How to Train Your Differentiable Filter

TL;DR

This paper explores the use of differentiable filters in robotic state estimation, comparing various implementations and training methods to traditional and unstructured approaches, highlighting their advantages and practical applications.

Contribution

It provides a comprehensive evaluation of differentiable filters with multiple algorithms, offering practical guidance and insights into their advantages over traditional and unstructured methods.

Findings

Differentiable filters outperform unstructured models in state estimation tasks.

End-to-end training improves the learning of complex uncertainty models.

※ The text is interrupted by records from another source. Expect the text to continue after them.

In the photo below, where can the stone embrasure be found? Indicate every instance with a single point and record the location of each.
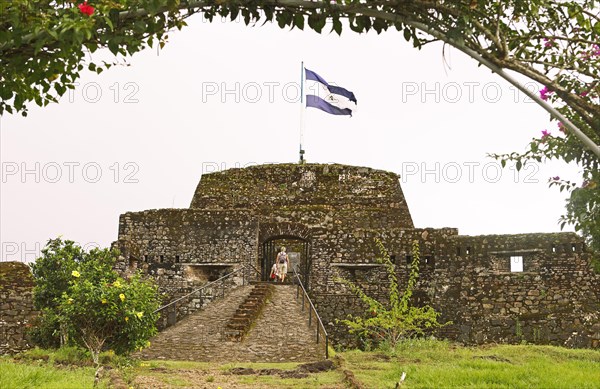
(16, 306)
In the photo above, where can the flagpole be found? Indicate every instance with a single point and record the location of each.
(302, 109)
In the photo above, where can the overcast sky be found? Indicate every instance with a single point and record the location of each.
(222, 95)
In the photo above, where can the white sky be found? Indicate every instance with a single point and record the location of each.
(222, 95)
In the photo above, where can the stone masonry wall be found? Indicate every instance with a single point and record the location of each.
(293, 186)
(555, 300)
(184, 250)
(16, 306)
(337, 212)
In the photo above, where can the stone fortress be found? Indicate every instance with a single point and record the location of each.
(537, 288)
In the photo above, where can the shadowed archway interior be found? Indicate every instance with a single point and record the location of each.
(298, 250)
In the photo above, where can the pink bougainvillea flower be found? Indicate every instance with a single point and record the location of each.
(544, 93)
(548, 42)
(86, 9)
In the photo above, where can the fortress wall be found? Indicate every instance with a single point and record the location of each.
(555, 300)
(339, 211)
(184, 249)
(293, 185)
(16, 306)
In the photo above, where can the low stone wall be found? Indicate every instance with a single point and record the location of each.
(16, 306)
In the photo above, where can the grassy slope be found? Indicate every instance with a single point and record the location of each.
(428, 364)
(43, 375)
(438, 364)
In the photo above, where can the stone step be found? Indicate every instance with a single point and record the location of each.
(252, 305)
(280, 333)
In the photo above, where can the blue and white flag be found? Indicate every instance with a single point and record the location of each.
(329, 98)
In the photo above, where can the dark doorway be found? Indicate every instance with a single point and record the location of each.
(298, 253)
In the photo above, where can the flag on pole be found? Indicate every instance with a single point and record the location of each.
(329, 98)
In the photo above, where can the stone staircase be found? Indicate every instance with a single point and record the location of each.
(247, 313)
(280, 332)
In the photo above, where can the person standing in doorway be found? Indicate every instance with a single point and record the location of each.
(282, 262)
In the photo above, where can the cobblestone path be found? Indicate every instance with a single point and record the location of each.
(280, 334)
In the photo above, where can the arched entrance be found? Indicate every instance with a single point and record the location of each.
(298, 250)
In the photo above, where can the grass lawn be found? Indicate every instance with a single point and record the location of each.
(435, 364)
(44, 375)
(427, 363)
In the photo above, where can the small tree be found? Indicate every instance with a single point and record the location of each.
(83, 299)
(52, 273)
(118, 315)
(398, 319)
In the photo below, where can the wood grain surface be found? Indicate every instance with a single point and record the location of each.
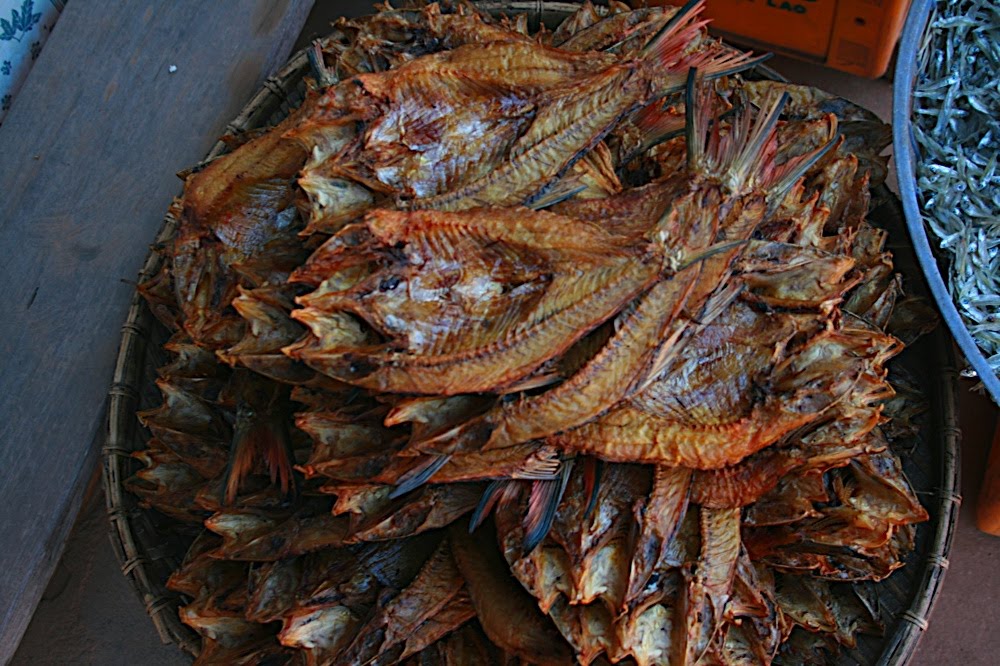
(88, 152)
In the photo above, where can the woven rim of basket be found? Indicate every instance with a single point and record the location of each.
(143, 557)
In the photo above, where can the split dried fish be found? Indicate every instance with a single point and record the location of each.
(512, 348)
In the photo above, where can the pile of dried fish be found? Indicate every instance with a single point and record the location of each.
(535, 348)
(956, 125)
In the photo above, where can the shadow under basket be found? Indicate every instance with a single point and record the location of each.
(149, 550)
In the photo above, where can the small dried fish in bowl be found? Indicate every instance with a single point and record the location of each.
(567, 347)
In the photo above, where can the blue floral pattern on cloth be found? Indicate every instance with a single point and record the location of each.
(24, 27)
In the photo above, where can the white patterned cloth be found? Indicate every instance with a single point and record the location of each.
(24, 27)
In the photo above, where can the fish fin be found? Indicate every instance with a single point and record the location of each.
(563, 189)
(542, 505)
(593, 468)
(724, 61)
(657, 124)
(419, 475)
(537, 467)
(785, 176)
(324, 77)
(279, 458)
(486, 503)
(676, 33)
(754, 151)
(469, 436)
(742, 158)
(239, 467)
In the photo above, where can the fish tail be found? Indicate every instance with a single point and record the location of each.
(542, 504)
(419, 475)
(592, 470)
(486, 503)
(668, 51)
(271, 446)
(667, 45)
(657, 124)
(741, 159)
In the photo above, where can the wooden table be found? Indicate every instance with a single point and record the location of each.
(104, 124)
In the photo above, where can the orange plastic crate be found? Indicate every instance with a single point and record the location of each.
(856, 36)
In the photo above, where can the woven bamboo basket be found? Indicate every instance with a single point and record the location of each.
(149, 549)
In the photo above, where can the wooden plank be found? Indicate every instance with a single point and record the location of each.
(89, 150)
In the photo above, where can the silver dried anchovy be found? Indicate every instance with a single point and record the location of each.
(956, 125)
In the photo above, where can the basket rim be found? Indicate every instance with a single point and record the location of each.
(904, 148)
(126, 518)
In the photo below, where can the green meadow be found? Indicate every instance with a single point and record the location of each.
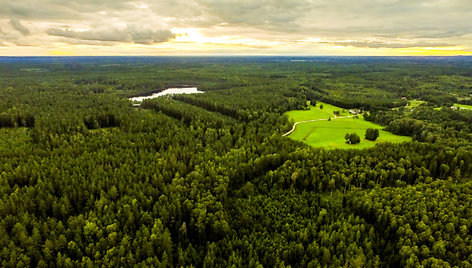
(330, 134)
(463, 106)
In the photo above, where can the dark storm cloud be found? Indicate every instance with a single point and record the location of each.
(16, 24)
(353, 23)
(131, 34)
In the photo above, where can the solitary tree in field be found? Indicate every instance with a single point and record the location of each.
(371, 134)
(352, 138)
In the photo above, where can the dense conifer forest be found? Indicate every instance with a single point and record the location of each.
(208, 180)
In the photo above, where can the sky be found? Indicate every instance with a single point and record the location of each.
(235, 27)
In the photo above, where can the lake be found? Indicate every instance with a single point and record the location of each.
(169, 91)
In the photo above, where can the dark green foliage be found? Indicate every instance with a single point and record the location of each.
(371, 134)
(86, 179)
(352, 138)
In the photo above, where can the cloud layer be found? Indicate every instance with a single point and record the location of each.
(239, 26)
(130, 34)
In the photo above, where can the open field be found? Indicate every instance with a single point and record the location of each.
(330, 134)
(463, 106)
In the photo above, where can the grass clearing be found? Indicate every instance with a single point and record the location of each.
(330, 134)
(463, 106)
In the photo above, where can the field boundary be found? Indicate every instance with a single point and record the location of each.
(314, 120)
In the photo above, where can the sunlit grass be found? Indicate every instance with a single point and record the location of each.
(330, 134)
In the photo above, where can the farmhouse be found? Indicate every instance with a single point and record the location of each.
(355, 111)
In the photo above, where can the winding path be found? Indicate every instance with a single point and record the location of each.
(314, 120)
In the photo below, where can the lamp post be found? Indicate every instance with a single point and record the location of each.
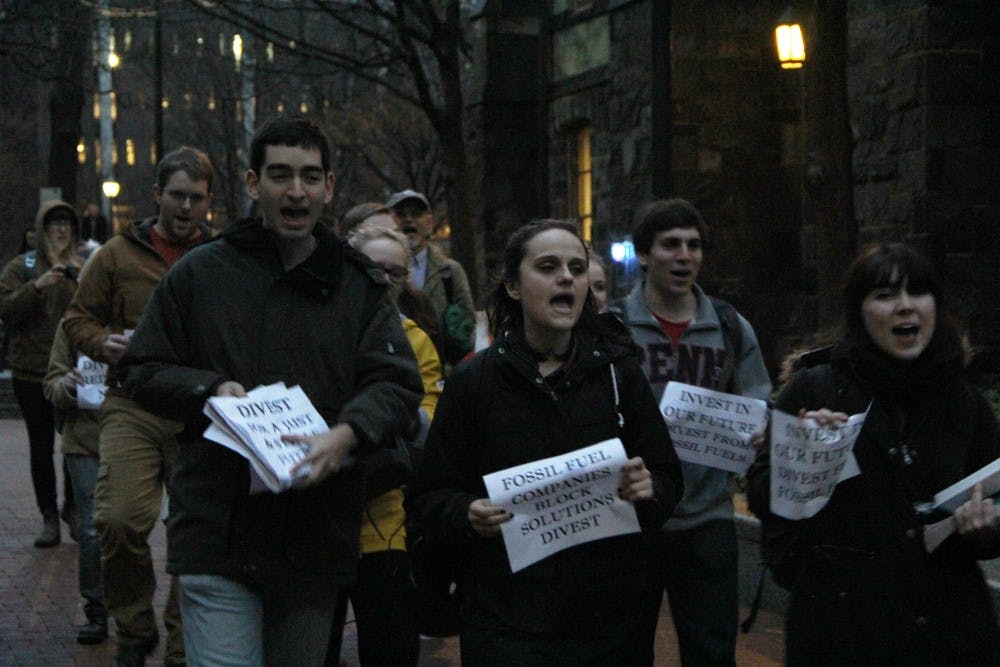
(245, 71)
(104, 64)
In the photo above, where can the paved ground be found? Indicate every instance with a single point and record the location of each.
(40, 609)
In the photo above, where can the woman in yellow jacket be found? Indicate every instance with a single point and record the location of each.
(383, 598)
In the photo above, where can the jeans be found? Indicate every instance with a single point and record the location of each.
(83, 471)
(698, 569)
(39, 419)
(227, 624)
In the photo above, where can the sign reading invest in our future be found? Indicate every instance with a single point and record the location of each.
(712, 428)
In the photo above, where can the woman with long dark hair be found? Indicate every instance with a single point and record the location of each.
(557, 377)
(864, 588)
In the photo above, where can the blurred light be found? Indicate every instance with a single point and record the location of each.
(622, 251)
(791, 45)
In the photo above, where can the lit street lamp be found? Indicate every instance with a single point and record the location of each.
(791, 45)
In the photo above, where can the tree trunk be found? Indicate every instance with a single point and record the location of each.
(66, 98)
(829, 182)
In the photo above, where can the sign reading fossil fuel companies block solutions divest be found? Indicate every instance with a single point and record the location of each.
(562, 501)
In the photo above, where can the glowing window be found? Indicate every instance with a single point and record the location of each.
(584, 184)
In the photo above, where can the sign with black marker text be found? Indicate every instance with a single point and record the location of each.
(808, 460)
(562, 501)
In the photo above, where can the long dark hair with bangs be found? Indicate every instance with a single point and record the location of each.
(505, 315)
(888, 265)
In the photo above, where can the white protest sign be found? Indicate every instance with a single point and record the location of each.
(253, 426)
(562, 501)
(712, 428)
(808, 461)
(90, 394)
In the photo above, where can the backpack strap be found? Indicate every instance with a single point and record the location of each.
(449, 289)
(732, 334)
(30, 262)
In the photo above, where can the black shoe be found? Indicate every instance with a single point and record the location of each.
(68, 515)
(94, 632)
(49, 537)
(134, 655)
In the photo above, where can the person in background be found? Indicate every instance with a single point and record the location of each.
(27, 240)
(863, 588)
(557, 377)
(274, 298)
(598, 281)
(79, 442)
(441, 278)
(687, 336)
(383, 596)
(35, 288)
(137, 447)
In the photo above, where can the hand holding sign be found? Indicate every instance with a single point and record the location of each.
(486, 518)
(637, 481)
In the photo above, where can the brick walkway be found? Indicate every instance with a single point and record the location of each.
(40, 609)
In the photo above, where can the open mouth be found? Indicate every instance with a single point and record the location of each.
(563, 302)
(906, 330)
(294, 214)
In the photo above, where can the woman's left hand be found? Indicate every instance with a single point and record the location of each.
(637, 482)
(978, 517)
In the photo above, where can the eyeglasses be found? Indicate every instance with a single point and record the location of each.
(396, 272)
(411, 212)
(180, 196)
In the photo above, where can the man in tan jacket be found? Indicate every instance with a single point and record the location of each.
(136, 447)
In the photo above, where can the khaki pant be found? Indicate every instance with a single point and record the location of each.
(136, 451)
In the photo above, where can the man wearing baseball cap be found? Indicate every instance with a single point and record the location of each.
(441, 278)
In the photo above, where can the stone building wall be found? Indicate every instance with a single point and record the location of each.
(923, 82)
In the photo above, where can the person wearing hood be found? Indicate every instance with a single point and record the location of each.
(35, 288)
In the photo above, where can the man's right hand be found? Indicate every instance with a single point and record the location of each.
(230, 388)
(53, 276)
(114, 347)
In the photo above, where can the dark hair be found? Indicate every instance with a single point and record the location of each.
(505, 312)
(885, 265)
(664, 214)
(288, 131)
(358, 214)
(191, 161)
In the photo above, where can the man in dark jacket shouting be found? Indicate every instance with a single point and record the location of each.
(276, 298)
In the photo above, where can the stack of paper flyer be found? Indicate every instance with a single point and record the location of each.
(252, 427)
(90, 394)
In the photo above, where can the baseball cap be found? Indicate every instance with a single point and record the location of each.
(400, 197)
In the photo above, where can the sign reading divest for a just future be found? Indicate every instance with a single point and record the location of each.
(562, 501)
(712, 428)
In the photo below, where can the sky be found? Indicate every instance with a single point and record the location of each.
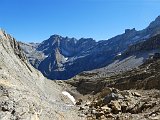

Different implementation choices significantly affect filter performance.

Abstract

In many robotic applications, it is crucial to maintain a belief about the state of a system, which serves as input for planning and decision making and provides feedback during task execution. Bayesian Filtering algorithms address this state estimation problem, but they require models of process dynamics and sensory observations and the respective noise characteristics of these models. Recently, multiple works have demonstrated that these models can be learned by end-to-end training through differentiable versions of recursive filtering algorithms. In this work, we investigate the advantages of differentiable filters (DFs) over both unstructured learning approaches and manually-tuned filtering algorithms, and provide practical guidance to researchers interested in applying such differentiable filters. For this, we implement DFs with four different underlying filtering algorithms and compare them in extensive experiments. Specifically, we (i) evaluate different implementation choices and training approaches, (ii) investigate how well complex models of uncertainty can be learned in DFs, (iii) evaluate the effect of end-to-end training through DFs and (iv) compare the DFs among each other and to unstructured LSTM models.